For more about istio installation, refer to my previous post. Next, we’ll create the namespaces, install bookinfo and install chaos mesh using Helm:

kubectl create ns chaos-testing
kubectl create ns bookinfo

kubectl -n bookinfo apply -f istio/samples/bookinfo/platform/kube/bookinfo.yaml
kubectl -n bookinfo apply -f istio/samples/bookinfo/networking/bookinfo-gateway.yaml

helm install chaos-mesh chaos-mesh/chaos-mesh -n chaos-testing --version 2.2.0 --set dashboard.service.type=ClusterIP --set chaosDaemon.runtime=containerd --set chaosDaemon.socketPath=/run/containerd/containerd.sock

As soon as we install bookinfo, we should be able to access it at http://192.168.64.16/productpage, suppose the IP address is 192.168.64.16. We will simply use HTTP because certificate is not the point of this demo. Note that when we install Chaos Mesh we have to specify the runtime (containerd). Otherwise, we might run into issues when running experiments (e.g. “unable to flush ip sets” for network faults). Before fault injections, we’ll start a curl command and observe the output:

while true; do
  curl -I http://192.168.64.16/productpage --connect-timeout 4 --max-time 5
  sleep 5
done

We can watch the output of the command above as we inject each of the following faults later on.

Chaos Mesh UI

Since we installed chaos mesh as cluster IP service, we need to expose it using Istio Gateway and Virtual Service with the following manifest. If you have your own choice of Ingress, use a corresponding ingress resource.

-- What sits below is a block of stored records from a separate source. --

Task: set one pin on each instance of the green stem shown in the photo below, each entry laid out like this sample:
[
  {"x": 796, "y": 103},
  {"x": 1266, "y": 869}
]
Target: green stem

apiVersion: networking.istio.io/v1alpha3
kind: Gateway
metadata:
  name: chaos-dashboard-gateway
  namespace: chaos-testing
spec:
  selector:
    istio: ingressgateway
  servers:
  - port:
      number: 8080
      name: http
      protocol: HTTP
    hosts:
    - "*"
---
apiVersion: networking.istio.io/v1alpha3
kind: VirtualService
metadata:
  name: chaos-dashboard-vs
  namespace: chaos-testing
spec:
  hosts:
  - "*"
  gateways:
  - chaos-dashboard-gateway
  http:
  - route:
    - destination:
        port:
          number: 2333
        host: chaos-dashboard

Once we configured Virtual Service and Gateways, and waited all Pods in chaos-testing namespace to come up, then we should be able to access the web portal of chaos mesh at 192.168.64.16:8080. Follow the on-screen instruction to fetch the token for access at Cluster level.

Chaos Mesh Web Portal

Now, we can create experiments, either using web portal, or using their CRDs. We will use CRDs in this demo.

Network Latency Injection

In this section we artificially introduce a network latency of 3 seconds for a period of 45 seconds. It takes effect as soon as we create the NetworkChaos CRD as below:

apiVersion: chaos-mesh.org/v1alpha1
kind: NetworkChaos
metadata:
  name: network-delay
spec:
  action: delay # the specific chaos action to inject
  mode: one # the mode to run chaos action; supported modes are one/all/fixed/fixed-percent/random-max-percent
  selector: # pods where to inject chaos actions
    namespaces:
      - bookinfo
    labelSelectors:
      app: productpage
  delay:
    latency: '3s'
  duration: '45s'

Watch for the curl output, which normally returns 200 code every 5 seconds, now fails for about 45 second window.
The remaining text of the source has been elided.